Andreas Benz, Betriebsleiter der Landwirtschaft Kloster Fahr
Andreas Benz, Betriebsleiter der Landwirtschaft Kloster Fahr

«Ich möchte, dass sich auf unserem Hof Produzenten und Konsumenten treffen», sagt Andreas Benz. Am besten im Hofladen, wo es die hofeigenen und weitere regionale Produkte zu kaufen gibt. Die putzigen Hasen vor dem Kuhstall und der alte Holzwagen mit Kürbissen täuschen darüber hinweg, dass der landwirtschaftliche Betrieb über 47 Hektaren Land, Wein- und Obstplantagen verfügt.

Die Fahr-Erlebnis AG bietet Kurse und Seminare an: Bier brauen, Schnitzen mit dem Sackmesser, Weinseminar. Nicht vorgesehen ist die aktive Mitarbeit der zukünftigen Bewohnenden des Wohnprojekts ‘Erfahrbar’.

Wohnungen schon vergeben

Julia Neuenschwander ist die Präsidentin des Vereins. In der ehemaligen Landwirtschaftsschule entstehen 16 Neubauwohnungen für das Wohnprojekt. Auf der Baustelle sind die Einzelzimmer für die sechseinhalb Zimmer-Clusterwohnung mit gemeinsamer Küche im obersten Stock schon gebaut. Hier turnten früher die zukünftigen Bäuerinnen.

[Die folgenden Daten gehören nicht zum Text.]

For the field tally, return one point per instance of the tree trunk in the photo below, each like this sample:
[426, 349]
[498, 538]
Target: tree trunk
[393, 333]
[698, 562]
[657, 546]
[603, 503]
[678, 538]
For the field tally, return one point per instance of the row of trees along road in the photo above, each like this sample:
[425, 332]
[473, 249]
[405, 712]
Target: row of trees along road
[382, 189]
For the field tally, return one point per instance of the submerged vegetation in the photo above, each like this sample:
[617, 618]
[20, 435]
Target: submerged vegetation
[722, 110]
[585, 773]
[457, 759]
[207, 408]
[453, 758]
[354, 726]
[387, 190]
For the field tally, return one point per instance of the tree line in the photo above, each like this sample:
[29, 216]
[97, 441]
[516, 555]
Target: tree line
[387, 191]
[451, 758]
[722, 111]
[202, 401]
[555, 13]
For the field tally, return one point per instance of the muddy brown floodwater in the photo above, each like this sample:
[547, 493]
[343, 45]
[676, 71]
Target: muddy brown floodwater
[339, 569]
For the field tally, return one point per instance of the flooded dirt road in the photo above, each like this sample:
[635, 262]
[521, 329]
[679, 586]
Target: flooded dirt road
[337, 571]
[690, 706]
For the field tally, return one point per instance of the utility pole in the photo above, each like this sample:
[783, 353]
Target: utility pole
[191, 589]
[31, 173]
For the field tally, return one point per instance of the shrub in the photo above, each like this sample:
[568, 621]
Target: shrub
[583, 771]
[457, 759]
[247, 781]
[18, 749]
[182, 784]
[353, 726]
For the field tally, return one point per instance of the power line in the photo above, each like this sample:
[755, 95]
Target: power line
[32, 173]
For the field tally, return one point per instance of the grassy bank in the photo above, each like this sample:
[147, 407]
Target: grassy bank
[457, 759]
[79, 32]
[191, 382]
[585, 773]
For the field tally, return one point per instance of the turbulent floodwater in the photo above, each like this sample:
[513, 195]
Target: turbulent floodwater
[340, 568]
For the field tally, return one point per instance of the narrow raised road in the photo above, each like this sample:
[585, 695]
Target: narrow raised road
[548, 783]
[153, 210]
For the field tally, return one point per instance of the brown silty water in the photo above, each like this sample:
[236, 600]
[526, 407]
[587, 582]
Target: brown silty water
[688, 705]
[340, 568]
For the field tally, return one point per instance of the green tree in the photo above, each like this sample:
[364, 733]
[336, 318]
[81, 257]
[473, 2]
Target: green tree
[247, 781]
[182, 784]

Die Wohnungen haben zwischen zweieinhalb und fünfeinhalb Zimmer. Der Mietzins sei marktüblich im mittleren Bereich. Genauer will Julia Neuenschwander nicht werden. Muss sie auch nicht, die Wohnungen sind bereits vergeben.

Julia und Ueli Neuenschwander, Vorstand des Vereins 'Erfahrbar', vor ihrem zukünftigen Zuhause
Julia und Ueli Neuenschwander, Vorstand des Vereins 'Erfahrbar', vor ihrem zukünftigen Zuhause

Zwei Appartements stünden Menschen in Not zur Verfügung, die für eine begrenzte Zeit dort eine Bleibe finden können. Ansonsten werden die Wohnungen als Gästewohnungen gebraucht.

Die Idee für das Projekt hatte das Ehepaar Julia und Ueli Neuenschwander zusammen mit zwei befreundeten Ehepaaren, mit denen sie in einer Hausgemeinschaft wohnten. Diese wollten sie erweitern, weil sie «eine Sehnsucht nach mehr» hatten, sagt Julia Neuenschwander. Mehr bedeute: Gott im Alltag suchen, nachhaltig und einfach leben. So wie die Schwestern im Kloster Fahr, wo Julia Neuenschwander oft hinkommt, um zu beten. «Die Benediktinerinnen sind unsere Vorbilder.»

Benediktinisches Wohnprojekt

Das Wohnprojekt entpuppt sich als Hybrid: Ein bisschen selbstverwaltete Baugenossenschaft, ohne dass Genossenschafterinnen und Genossenschafter die Immobilie besitzen. Leben einer benediktinischen Spiritualität, ohne aber eine Kommunität zu sein. Sie seien auch keine Kommune, betont Julia Neuenschwander an ihrer Präsentation in der Kapelle des Kloster Fahrs. Dennoch wollen sie teilen, was möglich ist: Autos, Haushaltgeräte, Dienstleistungen.

Wichtig ist dem Vorstand des Vereins ‘Erfahrbar’, dass die Bewohnenden sich in ihren Kirchgemeinden engagieren. Auch die Teilnahme an lokalen Vereinen ist erwünscht. Einmal in der Woche sollen die Bewohnenden gemeinsam essen, einmal die Woche gemeinsam beten. Wie genau ist noch unklar. Julia Neuenschwander sagt, sie wollten gemeinsam mit den Bewohnenden bestimmen, wie ihre Vision umgesetzt werden soll.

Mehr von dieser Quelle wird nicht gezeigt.